Transfer calls are in and.....
the Gongju Jameh Foursome will live to see another transfer! YAYAY. Gongju Foursome for the win.
In other news...I think it's almost springtime! No, but really, while my companion and I were walking to email today we saw little, tiny flowers growing among the usual dead leaves and garbage that litter the sidewalk. There may be life in this city yet! I've never been so excited for spring.
And you know what spring means?
GENERAL CONFERENCE. Only...53 more days! Or something like that. It's actually slightly concerning just how obsessed I've become with General Conference talks. I read them all.the.time. When I wake up and am supposed to be taking a shower, before I go to bed while I'm supposed to be writing in my journal...I may have an addiction. But they're so good. Last October's Conference especially. If you haven't re-read Conference yet, I implore you to stop reading this lame and confusing email and instead go read the words of our apostles and prophet. Like, now. Nothing I say will ever be as good.
There's really not too much to say about this week. It actually wasn't that great--no appointments, unprogressing investigators, guilt and shame at my inability to talk to strangers and my ever-growing rice face. But luckily, I email you all right after I look through the wave of love and encouragement that comes through your emails and that always has a way of cheering me right up. I usually say this at the end, but I'll say it again now--I love you!
And even though the majority of this week was a little lack-luster, I've been trying really hard lately to appreciate the small miracles and happy moments that I experience each day. I saw one yesterday when KiniKini and I discovered just how much more wonderful the "Let It Go" song becomes when you sing it in a crappy Australian accent. I saw another this morning when KimSuHyun spontaneously hugged me, squealing with joy because we were staying another transfer in Gongju. I see them every day, in the kindness that my sweet companion shows me as we labor together in two different areas, going back and forth between our two cities like confused nomads.
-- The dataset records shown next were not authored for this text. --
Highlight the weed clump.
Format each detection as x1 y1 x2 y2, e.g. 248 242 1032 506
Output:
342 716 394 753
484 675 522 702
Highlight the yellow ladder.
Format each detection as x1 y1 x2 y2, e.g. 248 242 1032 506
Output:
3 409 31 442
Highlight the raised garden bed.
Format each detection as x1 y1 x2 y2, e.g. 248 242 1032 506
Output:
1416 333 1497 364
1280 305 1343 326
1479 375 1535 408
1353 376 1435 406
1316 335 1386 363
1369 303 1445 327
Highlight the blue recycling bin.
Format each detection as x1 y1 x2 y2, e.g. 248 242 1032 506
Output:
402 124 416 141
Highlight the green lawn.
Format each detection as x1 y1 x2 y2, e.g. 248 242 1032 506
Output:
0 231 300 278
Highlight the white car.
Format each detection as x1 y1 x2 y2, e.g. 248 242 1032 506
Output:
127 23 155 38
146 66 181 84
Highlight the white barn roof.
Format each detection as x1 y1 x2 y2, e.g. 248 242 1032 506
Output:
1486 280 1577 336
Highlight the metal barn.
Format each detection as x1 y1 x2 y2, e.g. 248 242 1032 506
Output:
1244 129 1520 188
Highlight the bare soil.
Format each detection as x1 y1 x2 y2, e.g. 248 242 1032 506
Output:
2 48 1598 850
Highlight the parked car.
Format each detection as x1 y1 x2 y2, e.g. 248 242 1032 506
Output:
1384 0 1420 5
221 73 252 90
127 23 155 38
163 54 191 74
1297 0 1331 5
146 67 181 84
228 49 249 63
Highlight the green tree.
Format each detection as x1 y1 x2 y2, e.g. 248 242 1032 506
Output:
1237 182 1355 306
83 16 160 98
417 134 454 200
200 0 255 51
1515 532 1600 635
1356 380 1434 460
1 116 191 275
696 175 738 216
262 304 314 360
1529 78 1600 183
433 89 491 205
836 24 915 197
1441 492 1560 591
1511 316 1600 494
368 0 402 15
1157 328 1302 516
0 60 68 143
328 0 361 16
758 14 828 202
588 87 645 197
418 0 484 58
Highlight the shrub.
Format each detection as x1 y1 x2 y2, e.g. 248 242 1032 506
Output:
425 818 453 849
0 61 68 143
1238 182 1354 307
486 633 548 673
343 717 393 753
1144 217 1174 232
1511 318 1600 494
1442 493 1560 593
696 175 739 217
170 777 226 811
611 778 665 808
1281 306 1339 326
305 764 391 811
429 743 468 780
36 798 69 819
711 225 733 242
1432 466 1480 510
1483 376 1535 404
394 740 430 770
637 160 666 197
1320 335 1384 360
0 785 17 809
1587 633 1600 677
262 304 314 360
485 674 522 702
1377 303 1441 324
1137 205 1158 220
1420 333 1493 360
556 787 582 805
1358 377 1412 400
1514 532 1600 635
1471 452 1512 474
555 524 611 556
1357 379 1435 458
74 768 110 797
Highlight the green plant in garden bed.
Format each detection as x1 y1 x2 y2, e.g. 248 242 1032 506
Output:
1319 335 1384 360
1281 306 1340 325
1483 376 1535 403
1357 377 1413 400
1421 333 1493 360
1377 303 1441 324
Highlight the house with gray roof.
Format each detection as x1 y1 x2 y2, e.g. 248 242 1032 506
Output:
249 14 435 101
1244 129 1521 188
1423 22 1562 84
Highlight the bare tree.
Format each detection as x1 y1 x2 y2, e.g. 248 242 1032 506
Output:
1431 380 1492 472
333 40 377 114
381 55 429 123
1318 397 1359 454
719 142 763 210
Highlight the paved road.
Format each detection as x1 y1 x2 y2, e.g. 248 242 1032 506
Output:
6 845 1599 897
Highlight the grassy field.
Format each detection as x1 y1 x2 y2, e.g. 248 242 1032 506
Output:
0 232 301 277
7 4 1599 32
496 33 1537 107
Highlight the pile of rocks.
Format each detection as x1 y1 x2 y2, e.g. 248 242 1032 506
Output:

I saw an especially incredible miracle yesterday when I sat down to practice teaching the first lesson to my companion. It started out like any other role-play--a little stilted and awkward, me frequently stopping to ask her for a word I wanted to use or a suggestion on how I can explain things better. But then I got to the part where I needed to recite the First Vision and even though I knew that she wasn't a real investigator and this wasn't a real lesson, just my companion helping me practice, as I recited the words of the prophet Joseph Smith, I had this overwhelming spiritual confirmation that these words were true. And it didn't matter that they were in Korean. It didn't matter that people, then and today, reject his words as a lie. I know that they are true. I know Joseph Smith was prophet. He humbly asked to know the truth and he saw God the Father and His Son, Jesus Christ. I know that through the power of God and with the guidance of the Angel Moroni, he obtained and translated the Book of Mormon. I know the Book of Mormon is true. It is the word of God and the people and prophets who compiled and painstakingly recorded its words were real people. They lived and they died in order to preserve the record of their people and the words of the Savior and I am so grateful to them for their words and their sacrifice. I know that the Book of Mormon is true and I dare anyone to tell me it's false without first sincerely reading and praying about it. I love this book as I love the Old and New Testaments and it is a privilege for me to study the words of the scriptures every day of my mission.
I love this gospel. I love my Heavenly Father. I love my Savior.
And one day, someday soon, all the bad days won't matter and all the disappointing weeks will be a long-forgotten memory because I know that this is the work of God. And I am honored to be a part of it.